Creyeron entonces algunos hombres que la nueva ciudad calmaría los deseos de todos los seres y así fue como, de cruzar raíces que surgían de la tierra, me encontré circulando por una autovía que alegraba a sus usuarios con la mejor música de la historia. La autovía reproducía música y recordaba a los giradiscos de épocas pasadas.
En cada pista se escuchaba un género musical diferente y claro está que los usuarios elegían la pista más popular en los medios de recreación social, sin importarles el destino ni el tiempo que tomaba el trayecto, aunque, eso sí, la mayoría de los usuarios, sin saber el porqué, terminaban en la zona de consumo de la ciudad.
Para acceder a esta pista que no llegaba a ningún lugar, los usuarios leían los avisos sobre el peligro que entrañaba optar por esta elección ya que, como digo, nunca más se supo de los que por allí se desplazaban.
En la Vía del silencio, que también hoy así se llama, se oía el viento que penetraba por las grietas y se apreciaba el cambio de estación por alguna hoja parda que permanecía en el exterior de la cúpula de cristal y por las sombras de las golondrinas que allí se reflejaban cuando migraban.

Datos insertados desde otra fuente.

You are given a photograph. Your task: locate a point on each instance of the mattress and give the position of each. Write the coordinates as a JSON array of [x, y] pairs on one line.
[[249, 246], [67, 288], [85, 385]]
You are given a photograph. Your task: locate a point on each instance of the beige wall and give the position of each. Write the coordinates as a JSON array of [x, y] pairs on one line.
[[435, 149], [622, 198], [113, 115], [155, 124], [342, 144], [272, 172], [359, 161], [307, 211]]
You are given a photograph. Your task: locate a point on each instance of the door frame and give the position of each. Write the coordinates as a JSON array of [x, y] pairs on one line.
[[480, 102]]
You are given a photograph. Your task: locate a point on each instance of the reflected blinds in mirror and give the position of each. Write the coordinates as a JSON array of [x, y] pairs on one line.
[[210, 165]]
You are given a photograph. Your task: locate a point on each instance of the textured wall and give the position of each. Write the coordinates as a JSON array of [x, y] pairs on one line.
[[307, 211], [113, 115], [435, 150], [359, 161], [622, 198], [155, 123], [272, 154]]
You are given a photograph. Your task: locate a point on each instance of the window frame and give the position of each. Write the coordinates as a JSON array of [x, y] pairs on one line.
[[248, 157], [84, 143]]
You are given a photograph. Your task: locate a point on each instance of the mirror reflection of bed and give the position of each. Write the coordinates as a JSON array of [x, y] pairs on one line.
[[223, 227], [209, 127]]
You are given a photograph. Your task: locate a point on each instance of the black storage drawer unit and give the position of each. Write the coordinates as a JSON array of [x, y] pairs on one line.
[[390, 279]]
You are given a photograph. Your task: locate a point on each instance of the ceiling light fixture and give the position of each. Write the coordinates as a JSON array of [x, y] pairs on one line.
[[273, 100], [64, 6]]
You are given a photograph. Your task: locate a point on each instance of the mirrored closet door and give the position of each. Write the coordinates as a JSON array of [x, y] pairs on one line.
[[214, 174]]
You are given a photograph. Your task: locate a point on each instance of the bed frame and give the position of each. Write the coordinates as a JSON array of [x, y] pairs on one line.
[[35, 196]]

Advirtieron pronto los guardianes de la autovía que el número de individuos que por esa pista desaparecían era ya muy superior al número de golondrinas en sus ciclos migratorios. No me sorprendió, pues, que en la bóveda de la pista de los que no regresaban jamás se proyectasen pensamientos de escritores que ya se daban por desaprendidos y de imágenes cálidas que evocaban al perro de la familia jugando con el papel del baño o el de la abuela bordando las iniciales de sus nietos en unos calcetines ya consumidos.

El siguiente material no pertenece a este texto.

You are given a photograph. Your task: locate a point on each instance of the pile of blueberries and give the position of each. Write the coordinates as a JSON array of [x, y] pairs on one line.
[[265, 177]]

Debo ver, también, las ruinas del cine para encontrar una emoción tan positiva como la que sentí el día en que, tras alejarse las nubes, vimos por primera vez el puente, ese puente que uniría ya para siempre la canción que nos adormecía cada día la acústica de la ciudad con las situaciones novedosas que exige la vida. Sí, ese pequeño cine que desde mucho antes de que existiera la gran cúpula nos dotó de curiosidad. No veíamos las imágenes, solamente escuchábamos los sonidos detrás de las ventanas y esos sonidos tan lejanos, como la tan lejana visión del puente, me llegan aún hoy.
Tan solo fue una pequeña hoja de color pardo la que nos impulsó a encontrar una de las mayores gratificaciones de la vida: la libertad.